When I was seven years old, I started to bake. No grown-up told me to do so, and no one told me not to. My first real venture was a banana bread, from The New York Times Cookbook. The recipe called for “1 teaspoon soda.” We didn’t have soda but we had Hawaiian Punch so I used that. When the recipe said to cool the bread “on a rack,” I walked the baked loaf to the bathroom and balanced it on the towel rack.
Since then, I estimate that I have baked at least 5000 times, hundreds of thousands of cookies and bars and pies and breads and cakes and muffins and shortbreads. I’ve gone on months-long jags perfecting biscuits. I baked every night for two years for the coffee shops my husband owned in Portland. My first job in Los Angeles was as a baker at the Fred Segal cafes, and my life now includes baking every day when there are people around to bake for. There are a few of you here who subscribed as premium members and received quarterly boxes of baked goods from me, a practice I would happily start again but for the postage, which made it a money-losing proposition.
But the baking? That I have never once rued, give me a reason and I am in the kitchen, rarely as fully consumed as when I am watching the elements - the sluice of butter and sugar, the powdery dry ingredients - combine to become something new, usually glorious but not always: batters that have no oomph, cakes that over-rise and essentially commit suicide in the oven, goodbye goodbye.
Do I also sometimes burn things? Yes, especially in my terrible NYC oven, which runs 50 degrees too hot, requiring all kinds of babying to get things right. While I do sometimes set a timer, it’s always for at least ten minutes less than a recipe suggests - there is nothing you can do about a dry cake or over-baked cookies, and as I tell would-be bakers, the trick to baking is the baking - mostly I know when things are done by touch, the little spring back, the feeling that what you have just made is moist and, without getting too existential about it, alive.
I see nothing living in Meghan Markle’s new show.
What is happening here? Why are we in this woman’s kitchen? Why, when Markle produces a thin slice of dry cake she has ostensibly baked, does Mindy Kaling proclaim, “This is probably one of the most glamorous moments of my life”? Are they all in on the ruse? Is the audience supposed to buy that this is anything but an injectables version of homemaking? And does anyone but me feel bad for the cake?

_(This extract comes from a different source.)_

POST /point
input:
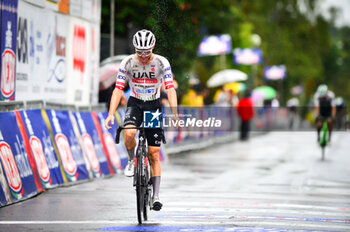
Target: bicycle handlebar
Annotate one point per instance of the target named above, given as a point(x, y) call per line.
point(117, 136)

I stood at a newsstand in late 2008, when publication after publication was biting the dust, and took in as an aggregate what people wanted: to see pretty happy women cooking, and if there were sports on in the background, all the better. I’ll wager 80% of the magazines I surveyed that day no longer exist. But the desire for someone who seems happy to feed you? That will never go away. And so I understand the impetus from Netflix executives to think the formula will work; that they can maybe recoup some of the $100 million they paid in 2020 to Markle and Prince Harry, whom even the casual observer knows have not proved telegenically irresistible. Or maybe Netflix is counting on people hate-watching, a phrase and a pursuit that fills me with little but sorrow.
I shouldn’t care, not really, if people want to watch studio-lit people laughing in million-dollar kitchens and stylized shots of hummus. But I kind of do care because I know of what they are being robbed, and the empty calories they are trying to pass off as “love.” You cannot simulate the communion that is offering to feed people, and the love that generates, and repeat repeat repeat. You can say I am being hyperbolic, that it’s just butter and sugar, and that what Markles et al are trafficking in is something else entirely. Sure. But why?
I know this post is about baking, but I'm currently making your red sauce (again) for my work bestie who is retiring. He and his wife adore it and so do I! I'm making them a double batch for plenty to freeze. Thank you for this one, Nancy! ❤️ ❤️
Meghan Markle should know better than to venture into one of your areas of expertise! And I'm glad you are watching this so I don't have to. We can do so much better with food.
re: your poorly calibrated oven -- maybe there is an easy way to fix this? Get an oven thermometer you trust. Set your oven to the lowest temperature you care about. When it gets there, open and see what your reference thermometer says. Advance temperature by 25? 50? degrees. Wait for equilibrium and take another reading. Cover the range of temperatures you need. This should not take more than an hour, likely less. You end up with a table (graph) of oven dial temperature vs. actual. I might repeat a day later to see if you get the same. Maybe vary the location in the oven as well.
re: the cookies -- using Jif has to be a shortcut because Jif has the sugar and the oil already. I would wonder about using straight peanut butter and adding the amount of sugar I want and a better oil of my own choosing, vs. whatever Jif has. But that's obviously more work.